Dans un contexte où le Cameroun cherche à réduire sa dépendance aux importations alimentaires, l’Interprofession porcine du Cameroun (INTERPORCAM) s’impose comme un acteur clé de la transformation locale. Son engagement : limiter les importations de produits carnés étrangers en valorisant la production et la transformation de viande porcine sur le territoire national.
Transformer localement pour consommer sainement
L’INTERPORCAM œuvre quotidiennement à transformer la viande de porc en produits finis certifiés, tels que des saucisses, des museaux, des jambons et des pâtés. L’objectif est clair : offrir aux Camerounais des produits de qualité, issus du terroir, tout en garantissant leur sécurité sanitaire.

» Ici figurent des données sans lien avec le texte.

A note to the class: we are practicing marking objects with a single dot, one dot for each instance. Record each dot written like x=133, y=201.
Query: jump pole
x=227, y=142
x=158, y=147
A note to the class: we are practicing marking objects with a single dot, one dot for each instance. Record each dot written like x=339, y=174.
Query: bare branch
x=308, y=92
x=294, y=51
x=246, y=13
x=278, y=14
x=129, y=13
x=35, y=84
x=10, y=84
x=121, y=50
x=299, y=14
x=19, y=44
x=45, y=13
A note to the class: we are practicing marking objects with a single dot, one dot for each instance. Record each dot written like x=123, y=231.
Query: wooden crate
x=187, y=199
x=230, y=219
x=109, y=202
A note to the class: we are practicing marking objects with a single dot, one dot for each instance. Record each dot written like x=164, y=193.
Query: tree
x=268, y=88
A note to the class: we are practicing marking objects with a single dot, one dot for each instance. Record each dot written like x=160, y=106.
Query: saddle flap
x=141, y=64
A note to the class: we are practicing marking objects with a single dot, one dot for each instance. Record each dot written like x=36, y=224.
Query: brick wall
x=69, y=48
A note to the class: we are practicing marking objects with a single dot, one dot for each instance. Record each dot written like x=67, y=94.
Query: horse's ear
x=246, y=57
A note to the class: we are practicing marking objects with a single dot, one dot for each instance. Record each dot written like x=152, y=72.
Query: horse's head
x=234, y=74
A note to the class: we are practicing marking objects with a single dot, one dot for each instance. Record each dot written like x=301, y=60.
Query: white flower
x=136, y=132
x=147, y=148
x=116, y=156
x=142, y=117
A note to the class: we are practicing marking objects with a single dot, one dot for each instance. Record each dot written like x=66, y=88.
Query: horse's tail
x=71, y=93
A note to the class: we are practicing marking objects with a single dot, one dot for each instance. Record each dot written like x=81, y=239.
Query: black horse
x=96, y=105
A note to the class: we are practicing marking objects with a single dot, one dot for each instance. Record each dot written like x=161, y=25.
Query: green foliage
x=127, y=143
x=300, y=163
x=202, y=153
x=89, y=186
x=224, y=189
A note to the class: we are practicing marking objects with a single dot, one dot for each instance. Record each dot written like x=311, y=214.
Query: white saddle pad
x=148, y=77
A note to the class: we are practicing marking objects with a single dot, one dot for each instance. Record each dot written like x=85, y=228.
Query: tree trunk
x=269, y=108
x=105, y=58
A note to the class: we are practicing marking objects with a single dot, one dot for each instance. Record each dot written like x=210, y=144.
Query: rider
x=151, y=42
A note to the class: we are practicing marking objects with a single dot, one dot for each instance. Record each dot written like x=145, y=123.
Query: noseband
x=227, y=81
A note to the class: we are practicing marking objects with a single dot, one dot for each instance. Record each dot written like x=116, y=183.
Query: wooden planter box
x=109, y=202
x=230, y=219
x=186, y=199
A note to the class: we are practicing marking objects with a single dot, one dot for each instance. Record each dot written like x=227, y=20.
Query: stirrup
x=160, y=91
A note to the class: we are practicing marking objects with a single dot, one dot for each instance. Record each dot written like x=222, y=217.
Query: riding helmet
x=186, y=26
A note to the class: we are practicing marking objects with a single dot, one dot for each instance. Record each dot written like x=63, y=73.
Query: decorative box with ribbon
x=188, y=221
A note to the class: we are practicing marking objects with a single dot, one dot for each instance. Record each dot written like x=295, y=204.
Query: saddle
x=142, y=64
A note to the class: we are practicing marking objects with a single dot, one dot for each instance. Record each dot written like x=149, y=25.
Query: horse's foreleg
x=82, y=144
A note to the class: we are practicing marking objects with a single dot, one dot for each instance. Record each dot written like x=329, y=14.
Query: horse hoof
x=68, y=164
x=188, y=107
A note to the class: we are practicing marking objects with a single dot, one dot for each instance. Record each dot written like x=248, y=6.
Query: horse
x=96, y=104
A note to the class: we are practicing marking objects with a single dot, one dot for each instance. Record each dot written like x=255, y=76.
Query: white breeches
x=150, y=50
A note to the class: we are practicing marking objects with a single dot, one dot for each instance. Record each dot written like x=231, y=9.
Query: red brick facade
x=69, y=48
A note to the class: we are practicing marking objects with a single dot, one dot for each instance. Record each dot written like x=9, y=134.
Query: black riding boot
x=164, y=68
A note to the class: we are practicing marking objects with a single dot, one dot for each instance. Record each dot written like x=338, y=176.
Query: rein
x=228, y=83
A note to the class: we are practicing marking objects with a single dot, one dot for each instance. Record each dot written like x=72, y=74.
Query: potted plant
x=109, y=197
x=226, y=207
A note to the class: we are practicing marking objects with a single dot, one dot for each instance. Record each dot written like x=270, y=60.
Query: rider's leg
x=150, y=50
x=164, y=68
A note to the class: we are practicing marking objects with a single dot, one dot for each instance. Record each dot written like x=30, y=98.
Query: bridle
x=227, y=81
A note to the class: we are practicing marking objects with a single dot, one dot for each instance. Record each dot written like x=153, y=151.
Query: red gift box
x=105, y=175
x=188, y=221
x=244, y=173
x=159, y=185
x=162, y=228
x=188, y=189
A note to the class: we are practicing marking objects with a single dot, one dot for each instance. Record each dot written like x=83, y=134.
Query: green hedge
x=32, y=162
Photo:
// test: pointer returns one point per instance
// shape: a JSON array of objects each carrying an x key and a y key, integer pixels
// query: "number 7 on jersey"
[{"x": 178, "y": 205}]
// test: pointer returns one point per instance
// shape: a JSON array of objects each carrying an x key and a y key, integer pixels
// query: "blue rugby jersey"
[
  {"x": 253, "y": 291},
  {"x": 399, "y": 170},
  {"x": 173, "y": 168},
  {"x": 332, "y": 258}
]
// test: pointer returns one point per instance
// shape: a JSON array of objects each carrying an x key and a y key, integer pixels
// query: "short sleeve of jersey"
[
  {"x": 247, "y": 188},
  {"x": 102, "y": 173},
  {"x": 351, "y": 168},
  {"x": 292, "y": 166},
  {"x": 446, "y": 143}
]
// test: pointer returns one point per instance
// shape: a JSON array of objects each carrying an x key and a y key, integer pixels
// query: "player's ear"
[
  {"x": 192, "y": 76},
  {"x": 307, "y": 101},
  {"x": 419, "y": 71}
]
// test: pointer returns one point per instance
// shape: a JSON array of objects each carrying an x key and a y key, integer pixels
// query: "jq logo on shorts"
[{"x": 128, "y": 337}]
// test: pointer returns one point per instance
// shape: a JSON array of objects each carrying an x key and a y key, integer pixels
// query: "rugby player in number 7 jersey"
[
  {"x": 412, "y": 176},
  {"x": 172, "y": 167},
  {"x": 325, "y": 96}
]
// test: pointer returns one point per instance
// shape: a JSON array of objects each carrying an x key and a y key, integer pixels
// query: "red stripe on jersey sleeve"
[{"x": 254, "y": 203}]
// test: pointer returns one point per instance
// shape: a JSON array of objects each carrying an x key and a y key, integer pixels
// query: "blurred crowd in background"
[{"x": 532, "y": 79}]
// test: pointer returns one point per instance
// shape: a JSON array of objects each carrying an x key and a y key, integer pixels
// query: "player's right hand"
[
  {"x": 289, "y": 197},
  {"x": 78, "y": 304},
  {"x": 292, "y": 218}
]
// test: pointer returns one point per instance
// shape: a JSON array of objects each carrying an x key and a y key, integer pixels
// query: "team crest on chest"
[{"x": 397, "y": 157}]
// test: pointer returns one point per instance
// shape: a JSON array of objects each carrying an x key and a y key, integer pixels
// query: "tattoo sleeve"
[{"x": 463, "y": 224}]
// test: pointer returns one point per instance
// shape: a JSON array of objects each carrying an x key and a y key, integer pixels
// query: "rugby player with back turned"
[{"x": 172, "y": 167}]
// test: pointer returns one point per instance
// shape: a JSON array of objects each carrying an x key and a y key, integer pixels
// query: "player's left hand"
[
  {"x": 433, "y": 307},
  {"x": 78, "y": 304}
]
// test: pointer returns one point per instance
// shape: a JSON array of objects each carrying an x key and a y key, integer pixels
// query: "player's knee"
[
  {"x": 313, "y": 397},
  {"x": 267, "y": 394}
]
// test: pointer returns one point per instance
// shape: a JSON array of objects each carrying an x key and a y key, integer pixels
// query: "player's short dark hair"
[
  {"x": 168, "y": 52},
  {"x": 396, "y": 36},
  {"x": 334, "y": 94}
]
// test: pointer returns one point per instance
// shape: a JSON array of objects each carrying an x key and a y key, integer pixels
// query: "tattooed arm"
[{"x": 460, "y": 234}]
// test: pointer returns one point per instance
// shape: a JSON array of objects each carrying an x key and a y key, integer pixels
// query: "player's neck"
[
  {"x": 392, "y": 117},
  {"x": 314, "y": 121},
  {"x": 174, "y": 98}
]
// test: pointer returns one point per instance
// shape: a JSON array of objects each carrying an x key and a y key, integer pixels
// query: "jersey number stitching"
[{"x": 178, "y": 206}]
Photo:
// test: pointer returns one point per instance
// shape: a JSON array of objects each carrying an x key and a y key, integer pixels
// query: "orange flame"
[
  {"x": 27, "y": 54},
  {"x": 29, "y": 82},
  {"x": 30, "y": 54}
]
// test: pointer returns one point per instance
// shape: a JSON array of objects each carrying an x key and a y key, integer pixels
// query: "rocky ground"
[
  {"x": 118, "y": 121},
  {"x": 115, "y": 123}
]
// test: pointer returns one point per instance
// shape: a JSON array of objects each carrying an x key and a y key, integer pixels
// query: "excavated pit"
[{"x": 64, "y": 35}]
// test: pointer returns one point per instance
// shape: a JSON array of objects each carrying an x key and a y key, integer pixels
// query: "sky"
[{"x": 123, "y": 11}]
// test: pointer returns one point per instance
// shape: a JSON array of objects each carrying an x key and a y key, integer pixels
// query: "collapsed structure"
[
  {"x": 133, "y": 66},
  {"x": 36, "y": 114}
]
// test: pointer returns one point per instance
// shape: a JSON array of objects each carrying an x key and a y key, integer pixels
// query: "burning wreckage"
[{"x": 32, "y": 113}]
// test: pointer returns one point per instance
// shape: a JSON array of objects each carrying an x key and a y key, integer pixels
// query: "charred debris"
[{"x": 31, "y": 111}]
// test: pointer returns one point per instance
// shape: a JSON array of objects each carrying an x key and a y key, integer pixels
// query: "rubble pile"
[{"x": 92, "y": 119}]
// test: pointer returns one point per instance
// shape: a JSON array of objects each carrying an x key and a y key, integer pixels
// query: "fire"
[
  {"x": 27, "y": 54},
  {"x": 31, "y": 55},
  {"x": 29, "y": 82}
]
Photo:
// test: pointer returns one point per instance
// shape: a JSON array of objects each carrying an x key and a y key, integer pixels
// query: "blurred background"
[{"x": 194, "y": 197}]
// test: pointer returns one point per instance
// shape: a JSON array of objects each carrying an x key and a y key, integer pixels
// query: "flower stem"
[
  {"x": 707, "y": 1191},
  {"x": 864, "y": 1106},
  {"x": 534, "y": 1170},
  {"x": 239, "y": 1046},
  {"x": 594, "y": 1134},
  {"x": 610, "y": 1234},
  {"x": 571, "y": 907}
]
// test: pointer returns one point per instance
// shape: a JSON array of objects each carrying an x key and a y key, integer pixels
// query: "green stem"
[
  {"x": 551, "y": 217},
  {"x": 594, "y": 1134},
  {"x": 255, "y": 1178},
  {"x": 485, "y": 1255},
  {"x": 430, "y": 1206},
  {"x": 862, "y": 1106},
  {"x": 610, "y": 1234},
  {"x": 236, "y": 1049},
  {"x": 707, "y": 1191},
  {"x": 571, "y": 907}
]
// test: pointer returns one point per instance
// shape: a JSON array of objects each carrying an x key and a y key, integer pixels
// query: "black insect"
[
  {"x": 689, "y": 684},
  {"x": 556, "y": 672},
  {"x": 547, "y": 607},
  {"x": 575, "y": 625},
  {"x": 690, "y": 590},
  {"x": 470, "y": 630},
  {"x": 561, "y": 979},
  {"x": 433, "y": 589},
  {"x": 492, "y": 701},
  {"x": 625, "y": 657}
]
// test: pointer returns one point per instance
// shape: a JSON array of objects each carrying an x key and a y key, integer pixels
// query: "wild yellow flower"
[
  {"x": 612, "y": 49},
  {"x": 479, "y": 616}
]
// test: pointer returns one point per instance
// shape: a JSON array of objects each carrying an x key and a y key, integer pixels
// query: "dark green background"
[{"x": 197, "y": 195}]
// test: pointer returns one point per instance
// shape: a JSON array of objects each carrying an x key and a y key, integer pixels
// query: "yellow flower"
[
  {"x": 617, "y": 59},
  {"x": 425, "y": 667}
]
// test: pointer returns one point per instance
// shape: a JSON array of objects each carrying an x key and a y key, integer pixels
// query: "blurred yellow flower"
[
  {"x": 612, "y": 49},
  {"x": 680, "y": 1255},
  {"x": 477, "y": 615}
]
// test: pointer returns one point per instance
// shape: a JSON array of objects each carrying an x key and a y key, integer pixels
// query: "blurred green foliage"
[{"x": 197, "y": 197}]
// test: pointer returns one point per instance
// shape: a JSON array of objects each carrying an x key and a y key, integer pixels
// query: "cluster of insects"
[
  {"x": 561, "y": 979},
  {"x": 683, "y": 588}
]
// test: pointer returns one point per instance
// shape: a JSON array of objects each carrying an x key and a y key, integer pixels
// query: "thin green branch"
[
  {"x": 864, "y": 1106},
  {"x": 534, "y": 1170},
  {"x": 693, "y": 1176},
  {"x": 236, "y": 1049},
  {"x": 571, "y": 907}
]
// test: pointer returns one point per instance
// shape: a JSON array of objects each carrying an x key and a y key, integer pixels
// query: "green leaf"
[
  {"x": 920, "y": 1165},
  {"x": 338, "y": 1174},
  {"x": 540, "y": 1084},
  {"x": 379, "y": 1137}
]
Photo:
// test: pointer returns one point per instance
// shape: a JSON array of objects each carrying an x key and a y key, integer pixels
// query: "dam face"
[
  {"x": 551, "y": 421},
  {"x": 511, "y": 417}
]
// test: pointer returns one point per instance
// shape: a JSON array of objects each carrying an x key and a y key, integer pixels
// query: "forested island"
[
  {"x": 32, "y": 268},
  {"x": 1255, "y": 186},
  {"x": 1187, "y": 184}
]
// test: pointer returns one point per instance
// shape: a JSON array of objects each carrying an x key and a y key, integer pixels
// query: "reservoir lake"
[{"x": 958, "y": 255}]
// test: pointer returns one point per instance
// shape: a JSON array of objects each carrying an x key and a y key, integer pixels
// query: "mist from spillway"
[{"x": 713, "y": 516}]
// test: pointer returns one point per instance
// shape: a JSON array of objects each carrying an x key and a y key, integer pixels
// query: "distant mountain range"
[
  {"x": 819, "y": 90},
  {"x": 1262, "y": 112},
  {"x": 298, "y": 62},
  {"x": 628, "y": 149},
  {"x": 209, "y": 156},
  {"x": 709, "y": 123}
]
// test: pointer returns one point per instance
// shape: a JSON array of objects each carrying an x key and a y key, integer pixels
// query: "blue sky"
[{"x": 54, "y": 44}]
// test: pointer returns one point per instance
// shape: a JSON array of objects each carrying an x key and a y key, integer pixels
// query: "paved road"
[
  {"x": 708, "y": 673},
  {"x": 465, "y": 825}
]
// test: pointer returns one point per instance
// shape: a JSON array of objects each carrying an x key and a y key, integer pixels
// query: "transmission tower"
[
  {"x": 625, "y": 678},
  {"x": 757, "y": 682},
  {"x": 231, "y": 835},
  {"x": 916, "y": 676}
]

Un potentiel freiné par des défis structurels
Malgré un fort potentiel, la filière porcine camerounaise reste confrontée à plusieurs défis, notamment la baisse de la production et les maladies animales, en particulier la peste porcine africaine. Face à ces obstacles, des initiatives sont mises en place pour améliorer la génétique du cheptel, structurer la filière et renforcer les capacités des acteurs.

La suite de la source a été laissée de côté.